Dönemin Hessen Eyalet İçişleri Bakanı Peter Beuth’a göre saldırıyı polisin engellemesinin mümkün değildi. Beuth, Hanau Araştırma Kurulu’nda verdiği tabirde “bugün kusur olarak değerlendirilebilecek kimi detaylar olsa da hücum ile ilişkili olarak polisin çalışmalarının âlâ olarak nitelendirileceğini” söyledi. Failin polis kayıtlarında bulunmaması nedeniyle cinayetlerin engellenemediğini tabir eden Beuth, hücum düzenleneceğine ve diğer şahısların atak planlarından haberdar olduğuna dair hiçbir işaretin bulunmadığını söyledi.
Öte yandan Hessen Eyalet idaresi emsal cinayetlerin önüne geçmek için birtakım yeni uygulamalar başlattı.
Silah ruhsatı kontrollerinin sıkılaştırılması, ruhsal sorunu olanların silah edinmesinin önlenmesi ve polis davet merkezlerinde acil durum sistemi kurulması üzere adımlar atıldı.
Ferhat Unvar Eğitim İnisiyatifi isimli derneğin başkanlığını yürüten Serpil Pak Unvar’a nazaran atılan bu adımlar yetkililerin ihmallerini ortaya çıkarmada yetersiz. Pak Unvar, eyalet meclisince hazırlanan rapora da reaksiyon gösteriyor:
“Raporda yapılan yüzeysel yanlışlara yer verildi lakin derinlik yoktu. Birtakım mazeretler bulunmuş. Ben kendi adıma söyleyeyim, bekliyordum. Zira şayet yapılan yanlışlar kabul edilseydi bu büyük değişimi de beraberinde getirirdi. Mesela deniliyor ki silah ruhsatı almak zorlaştırıldı. Lakin baktığınız vakit hâlâ ırkçılarda silahlanma olduğunu görüyoruz. Yani bunun önüne geçilmedi. Geçilmeye de tahminen niyetleri de pek yok. Ufak tefek tedbirler alındı lakin çok yetersiz. Irkçılığı yok edemeyiz lakin ırkçıların elinden silahları almak mümkün.”

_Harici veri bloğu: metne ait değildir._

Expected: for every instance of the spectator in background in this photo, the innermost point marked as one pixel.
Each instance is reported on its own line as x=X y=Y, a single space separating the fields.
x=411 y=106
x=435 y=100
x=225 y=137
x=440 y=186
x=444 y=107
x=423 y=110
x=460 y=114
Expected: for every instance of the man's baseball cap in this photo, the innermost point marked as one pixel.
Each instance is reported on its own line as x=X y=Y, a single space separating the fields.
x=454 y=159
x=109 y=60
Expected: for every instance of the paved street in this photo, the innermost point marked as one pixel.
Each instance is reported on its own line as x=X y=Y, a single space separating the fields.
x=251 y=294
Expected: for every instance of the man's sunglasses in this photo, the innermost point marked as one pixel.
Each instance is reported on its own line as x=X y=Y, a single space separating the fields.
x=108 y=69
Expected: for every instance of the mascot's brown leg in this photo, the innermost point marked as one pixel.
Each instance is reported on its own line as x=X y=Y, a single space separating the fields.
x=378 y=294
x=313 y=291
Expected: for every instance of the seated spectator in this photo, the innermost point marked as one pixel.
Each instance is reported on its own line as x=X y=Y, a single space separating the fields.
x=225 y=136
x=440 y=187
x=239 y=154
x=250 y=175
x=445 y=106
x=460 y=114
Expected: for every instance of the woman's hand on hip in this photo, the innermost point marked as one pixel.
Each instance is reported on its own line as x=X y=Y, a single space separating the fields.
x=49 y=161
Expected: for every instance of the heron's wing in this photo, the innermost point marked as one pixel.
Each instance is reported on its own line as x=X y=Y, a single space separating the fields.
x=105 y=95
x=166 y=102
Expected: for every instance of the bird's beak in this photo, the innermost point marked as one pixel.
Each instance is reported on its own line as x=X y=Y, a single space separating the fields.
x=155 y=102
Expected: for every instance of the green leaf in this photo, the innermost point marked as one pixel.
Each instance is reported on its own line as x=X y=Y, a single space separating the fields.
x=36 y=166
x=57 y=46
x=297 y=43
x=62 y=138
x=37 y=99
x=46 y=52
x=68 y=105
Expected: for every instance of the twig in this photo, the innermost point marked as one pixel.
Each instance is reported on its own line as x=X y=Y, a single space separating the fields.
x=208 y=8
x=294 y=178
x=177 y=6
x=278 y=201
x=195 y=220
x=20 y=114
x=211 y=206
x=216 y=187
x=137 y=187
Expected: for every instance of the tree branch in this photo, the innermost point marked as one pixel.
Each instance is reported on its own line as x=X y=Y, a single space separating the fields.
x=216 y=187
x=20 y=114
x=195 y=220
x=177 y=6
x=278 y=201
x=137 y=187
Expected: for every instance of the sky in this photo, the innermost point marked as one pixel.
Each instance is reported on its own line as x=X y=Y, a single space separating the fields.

Çetin Gültekin de misal görüşte. Gültekin, tek hedeflerinin adaletin yerine gelmesi ve bir daha benzeri olayların yaşanmaması:
“Kardeşim geri gelmeyecek biliyorum. Benim derdim, diğer canlar yitip gitmesin. Bunun için 5 yıldır inanılmaz mücedele veriyoruz. Ancak ne yazık ki ne adalet yerini buldu ne de geleceğe dair kaygılarım ortadan kalktı” diye konuşan Gültekin, “Lütfen hassas olalım, 9 canımızı hiç unutturmayalım” davetinde bulunuyor.

Hanau kurbanlarının anısına kentte bir meydana 19 Şubat 2020 ismi verilecek. Fotoğraf: HR
Saldırıyı anma ve hafıza çalışmaları
Saldırının üzerinden beş yıl geçmesine karşın Hanau’da kurbanların anısı canlı tutuluyor. Kentteki iki hücum noktasında anıtlar bulunuyor, vatandaşlar sık sık çiçek bırakıyor. “19 Şubat İnisiyatifi” tarafından açılan dayanışma merkezi de hala faaliyette.
Bununla birlikte, kentte birtakım kısımlar atağa dair anma etkinliklerinin duygusal yükünü azaltmak istiyor. Bilhassa kentin merkezine büyük bir anıt dikilmesi fikri tartışmalara yol açtı. Belediye, Grimm Kardeşler’in heykelinin de bulunduğu bu alanın isminin 19 Şubat Meydanı olarak değiştirilmesine halkın çoğunluğunun karşı olduğu gerekçesiyle müsaade vermedi. Belediye buna rağmen kentin kıymetli bir noktasını “19 Şubat 2020 Meydanı” olarak isimlendirme kararı aldı ve buraya bir anıt dikilmesine onay verdi. Ayrıyeten burada bir de “Demokrasi Evi” inşa edilecek.
Serpil Pak Unvar’a nazaran inşa edilecek bu bina yalnızca demokrasiye değil, Almanya’daki çok kültürlü yaşama da sağlam bir barınak olacak.